On we go on the east bank of the river, which does not mean there are no 100 per cent Speyside distilleries on the west bank: clustered in a tiny triangle one can find Cardhu, Tamdhu and Knockando. The first one is also the home of Johnnie Walker, being at the heart of this well-known blend. The threesome is available as single malt, usually at 12, 10 and 12 years respectively. Out of the three, Cardhu is open to the public.

Back on the east bank the distilleries follow one another in a rapid pace: Glenfarclas, Dailuaine, Benrinnes, Glenallachie and Aberlour - three blender's malts sandwiched by two famous single malts. Glenfarclas, still in the hands of the founder's descendants, is well known for its excellent range of old expressions, making this single malt a fine candidate for a vertical tasting in Issue 118 | Whisky Magazine 37 the extraordinary 'ships room' on the premises. Aberlour, in the eponymous town, boasts an intriguing cask strength A'bunadh edition, made in numbered batches only. The gatehouse annex distillery shop is a beautiful example of Victorian/Baronial architecture.

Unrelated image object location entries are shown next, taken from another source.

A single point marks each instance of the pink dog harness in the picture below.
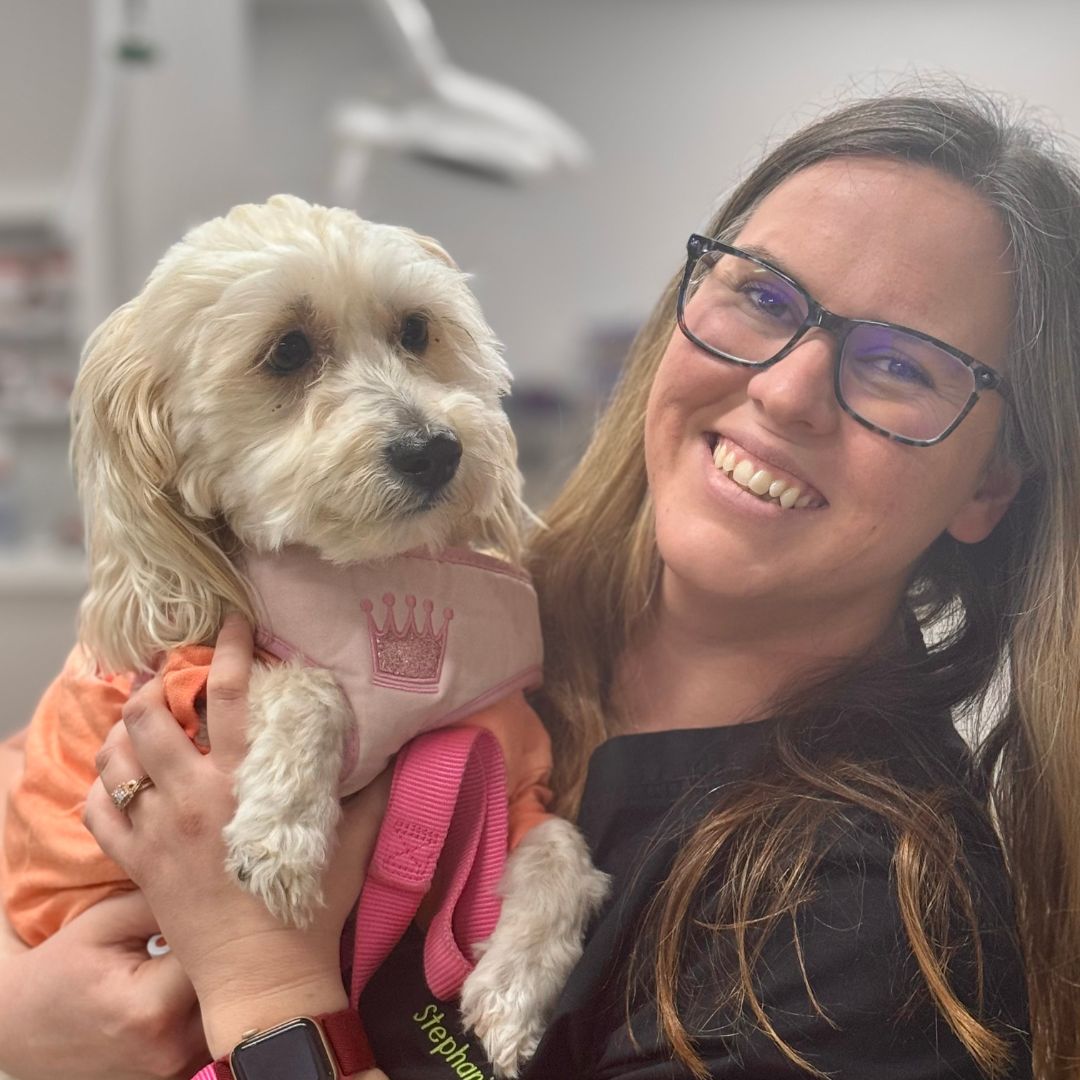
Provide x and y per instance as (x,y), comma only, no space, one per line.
(417,643)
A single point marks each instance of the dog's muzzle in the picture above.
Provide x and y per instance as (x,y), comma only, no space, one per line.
(427,459)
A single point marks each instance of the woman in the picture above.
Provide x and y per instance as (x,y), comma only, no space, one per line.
(754,736)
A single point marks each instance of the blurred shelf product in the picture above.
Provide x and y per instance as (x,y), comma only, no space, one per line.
(42,570)
(38,363)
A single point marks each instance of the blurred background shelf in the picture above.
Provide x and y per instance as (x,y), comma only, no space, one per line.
(35,570)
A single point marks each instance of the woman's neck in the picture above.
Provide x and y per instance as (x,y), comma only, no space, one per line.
(707,663)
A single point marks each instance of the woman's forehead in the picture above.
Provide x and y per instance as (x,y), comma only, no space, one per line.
(874,238)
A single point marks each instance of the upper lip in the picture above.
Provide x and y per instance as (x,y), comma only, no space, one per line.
(769,456)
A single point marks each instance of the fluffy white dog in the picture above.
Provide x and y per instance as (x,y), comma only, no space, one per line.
(293,375)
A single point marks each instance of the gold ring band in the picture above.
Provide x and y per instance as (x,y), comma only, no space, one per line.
(123,794)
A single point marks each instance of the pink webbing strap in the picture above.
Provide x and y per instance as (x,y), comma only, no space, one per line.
(447,799)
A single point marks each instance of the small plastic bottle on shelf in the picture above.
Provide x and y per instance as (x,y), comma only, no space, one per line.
(9,501)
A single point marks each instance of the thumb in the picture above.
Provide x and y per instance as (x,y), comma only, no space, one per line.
(119,919)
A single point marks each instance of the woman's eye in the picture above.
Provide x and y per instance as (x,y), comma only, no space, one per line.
(900,368)
(414,334)
(771,302)
(291,353)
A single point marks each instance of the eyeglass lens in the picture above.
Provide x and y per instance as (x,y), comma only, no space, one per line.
(891,379)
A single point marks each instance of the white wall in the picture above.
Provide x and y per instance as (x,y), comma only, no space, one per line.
(675,96)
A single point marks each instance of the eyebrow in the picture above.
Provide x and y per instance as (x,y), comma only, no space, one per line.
(763,253)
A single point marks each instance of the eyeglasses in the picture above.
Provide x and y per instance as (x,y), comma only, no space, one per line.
(902,383)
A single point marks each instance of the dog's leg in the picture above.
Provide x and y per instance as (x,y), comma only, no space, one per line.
(287,788)
(550,889)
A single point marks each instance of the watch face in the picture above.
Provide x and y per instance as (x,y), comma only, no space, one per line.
(295,1051)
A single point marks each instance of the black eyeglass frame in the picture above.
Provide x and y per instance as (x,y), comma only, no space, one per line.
(839,326)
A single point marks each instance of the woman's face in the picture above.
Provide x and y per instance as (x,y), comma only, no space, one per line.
(868,239)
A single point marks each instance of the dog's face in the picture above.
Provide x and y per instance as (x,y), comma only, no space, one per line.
(327,381)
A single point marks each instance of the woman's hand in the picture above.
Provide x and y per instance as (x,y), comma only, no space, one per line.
(250,970)
(90,1003)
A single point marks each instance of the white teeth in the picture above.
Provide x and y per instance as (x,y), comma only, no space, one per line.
(743,473)
(758,481)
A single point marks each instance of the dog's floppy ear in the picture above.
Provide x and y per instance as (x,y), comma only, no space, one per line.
(431,246)
(157,578)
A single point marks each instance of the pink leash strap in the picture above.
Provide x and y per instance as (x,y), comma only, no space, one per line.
(447,800)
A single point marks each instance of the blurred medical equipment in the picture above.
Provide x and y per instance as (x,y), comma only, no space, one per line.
(449,117)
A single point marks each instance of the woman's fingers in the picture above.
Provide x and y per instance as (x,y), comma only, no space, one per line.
(159,743)
(227,691)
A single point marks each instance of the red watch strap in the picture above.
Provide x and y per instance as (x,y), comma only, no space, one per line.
(349,1040)
(346,1035)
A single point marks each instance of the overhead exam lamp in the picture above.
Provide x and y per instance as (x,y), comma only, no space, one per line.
(453,119)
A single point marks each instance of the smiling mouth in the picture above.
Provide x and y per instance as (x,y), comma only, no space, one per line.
(766,482)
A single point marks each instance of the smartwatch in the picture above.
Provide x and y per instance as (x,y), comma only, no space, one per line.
(305,1048)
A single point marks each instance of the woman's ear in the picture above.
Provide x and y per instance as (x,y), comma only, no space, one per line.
(157,578)
(976,518)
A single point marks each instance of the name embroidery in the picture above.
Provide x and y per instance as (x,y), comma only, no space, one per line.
(446,1047)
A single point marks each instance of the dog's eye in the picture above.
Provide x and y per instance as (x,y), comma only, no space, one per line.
(415,334)
(291,353)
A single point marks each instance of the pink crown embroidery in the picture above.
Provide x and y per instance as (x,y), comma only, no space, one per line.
(408,658)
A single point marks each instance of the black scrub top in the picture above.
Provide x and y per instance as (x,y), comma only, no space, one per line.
(643,792)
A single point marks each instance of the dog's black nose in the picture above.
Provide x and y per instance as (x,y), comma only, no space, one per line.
(427,459)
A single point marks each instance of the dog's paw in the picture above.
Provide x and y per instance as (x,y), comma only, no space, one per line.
(272,869)
(505,1023)
(550,890)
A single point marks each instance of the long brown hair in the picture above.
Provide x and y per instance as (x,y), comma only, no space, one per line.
(1008,612)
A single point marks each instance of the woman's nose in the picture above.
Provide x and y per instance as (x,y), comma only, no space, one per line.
(798,389)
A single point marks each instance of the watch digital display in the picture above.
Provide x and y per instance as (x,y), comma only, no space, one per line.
(295,1051)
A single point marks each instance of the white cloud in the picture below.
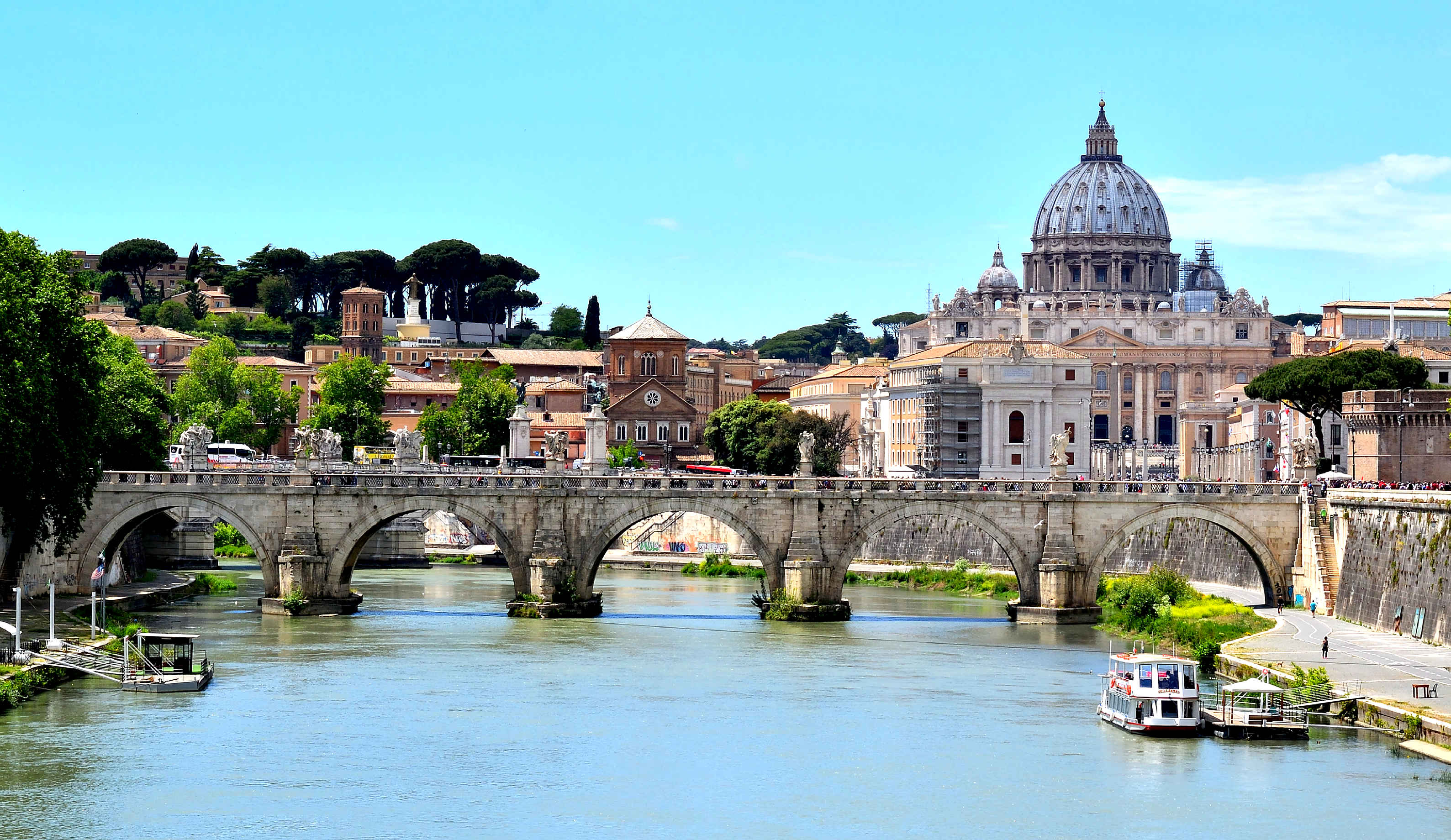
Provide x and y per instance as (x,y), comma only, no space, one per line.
(1382,208)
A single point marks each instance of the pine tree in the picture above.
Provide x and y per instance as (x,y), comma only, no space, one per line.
(592,323)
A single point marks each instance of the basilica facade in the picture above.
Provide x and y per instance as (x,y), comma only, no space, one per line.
(1102,280)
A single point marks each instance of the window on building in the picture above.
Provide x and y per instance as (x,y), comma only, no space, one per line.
(1015,427)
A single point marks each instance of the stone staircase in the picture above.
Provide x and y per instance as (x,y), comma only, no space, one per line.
(1325,555)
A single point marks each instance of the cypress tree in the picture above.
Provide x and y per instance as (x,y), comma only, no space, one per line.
(592,323)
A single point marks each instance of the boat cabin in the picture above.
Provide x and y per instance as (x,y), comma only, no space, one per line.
(1151,694)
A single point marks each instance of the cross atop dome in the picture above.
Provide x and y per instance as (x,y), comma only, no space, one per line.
(1102,146)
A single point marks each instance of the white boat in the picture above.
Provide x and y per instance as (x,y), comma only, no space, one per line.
(1151,694)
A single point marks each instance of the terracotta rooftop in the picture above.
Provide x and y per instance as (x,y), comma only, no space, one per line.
(987,349)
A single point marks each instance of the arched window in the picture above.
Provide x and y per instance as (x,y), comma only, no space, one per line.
(1015,427)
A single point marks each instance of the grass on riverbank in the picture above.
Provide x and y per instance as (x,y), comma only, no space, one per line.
(1164,610)
(216,584)
(720,566)
(962,579)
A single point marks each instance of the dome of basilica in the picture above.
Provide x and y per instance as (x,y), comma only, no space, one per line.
(997,276)
(1102,195)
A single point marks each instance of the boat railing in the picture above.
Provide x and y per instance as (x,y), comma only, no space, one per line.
(1253,709)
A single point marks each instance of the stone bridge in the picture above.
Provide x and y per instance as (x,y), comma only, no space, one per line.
(554,529)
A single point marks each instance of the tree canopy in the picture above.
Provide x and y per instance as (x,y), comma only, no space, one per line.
(352,401)
(138,259)
(818,341)
(1314,385)
(478,423)
(50,401)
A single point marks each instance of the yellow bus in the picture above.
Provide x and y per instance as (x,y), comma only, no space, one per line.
(372,455)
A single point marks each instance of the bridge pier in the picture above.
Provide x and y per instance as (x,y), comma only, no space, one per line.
(302,571)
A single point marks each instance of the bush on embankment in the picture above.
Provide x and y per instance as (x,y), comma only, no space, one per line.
(720,566)
(22,685)
(978,582)
(1163,609)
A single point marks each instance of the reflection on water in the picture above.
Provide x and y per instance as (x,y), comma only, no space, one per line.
(677,714)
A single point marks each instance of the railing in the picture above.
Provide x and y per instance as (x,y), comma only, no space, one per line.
(342,476)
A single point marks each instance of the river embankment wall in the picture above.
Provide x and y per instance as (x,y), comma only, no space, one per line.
(1395,555)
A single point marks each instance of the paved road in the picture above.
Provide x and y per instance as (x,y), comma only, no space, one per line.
(1385,663)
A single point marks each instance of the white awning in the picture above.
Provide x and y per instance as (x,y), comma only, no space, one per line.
(1253,685)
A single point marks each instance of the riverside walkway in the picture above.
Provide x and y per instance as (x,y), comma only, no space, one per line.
(1385,663)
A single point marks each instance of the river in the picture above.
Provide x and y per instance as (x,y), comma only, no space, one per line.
(678,714)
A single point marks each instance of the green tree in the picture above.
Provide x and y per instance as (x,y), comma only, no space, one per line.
(138,259)
(275,295)
(136,424)
(592,323)
(352,401)
(739,433)
(1314,385)
(50,401)
(174,315)
(565,321)
(237,402)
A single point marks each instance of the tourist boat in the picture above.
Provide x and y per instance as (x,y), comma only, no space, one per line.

The next village, Craigellachie, is often mentioned as the essence of Speyside, with a hotel whose world-famous Quaich Bar has over 700 single malts to taste. Craigellachie distillery is situated on the east bank, not open to the public, catering to famous blends like Dewar's and White Horse. On the west bank rises Easter Elchies House, stately home of The Macallan, often dubbed the Rolls Royce among single malts. Visitors have to book in advance and those who can afford it may rent the little fisherman's cottage on the estate, from where one may cast a line into the river Spey. The Macallan is the only distillery actually owning fishing rights on about two miles of the famous river.

Now there are some decisions to make. Slightly to the east is the Dufftown cluster of distilleries, spearheaded by Glenfiddich. To the northwest one can find the Rothes cluster, with Glen Grant and Glenrothes. However, if I want to keep following the course of the river Spey as closely as possible, I have to go straight on and will only encounter one more 100 per cent Speyside distillery - lonely Auchroisk with its whitewashed buildings at Mulben. Once this blender's whisky was bottled as a single malt in the Singleton series. It can still sparsely be found as a vintage 30-year-old and in the famed Flora & Fauna series.

The road further up north will take the traveller to Spey Bay, end of the journey. It's a beautiful place to contemplate and enjoy the natural surroundings with a nip from the hipflask, preferably containing a Speysider of your own preference.


The River Spey has many tributaries like the rivers Tromie, Feshie, Druie, Dulnain, Livet, Avon, Fiddich and the Burn of Rothes. Taking those into account the whisky traveller could expand his quest for 'greater Speyside' distilleries considerably, incorporating, among others the famous The Glenlivet and a distillery actually named Speyside, near Kingussie.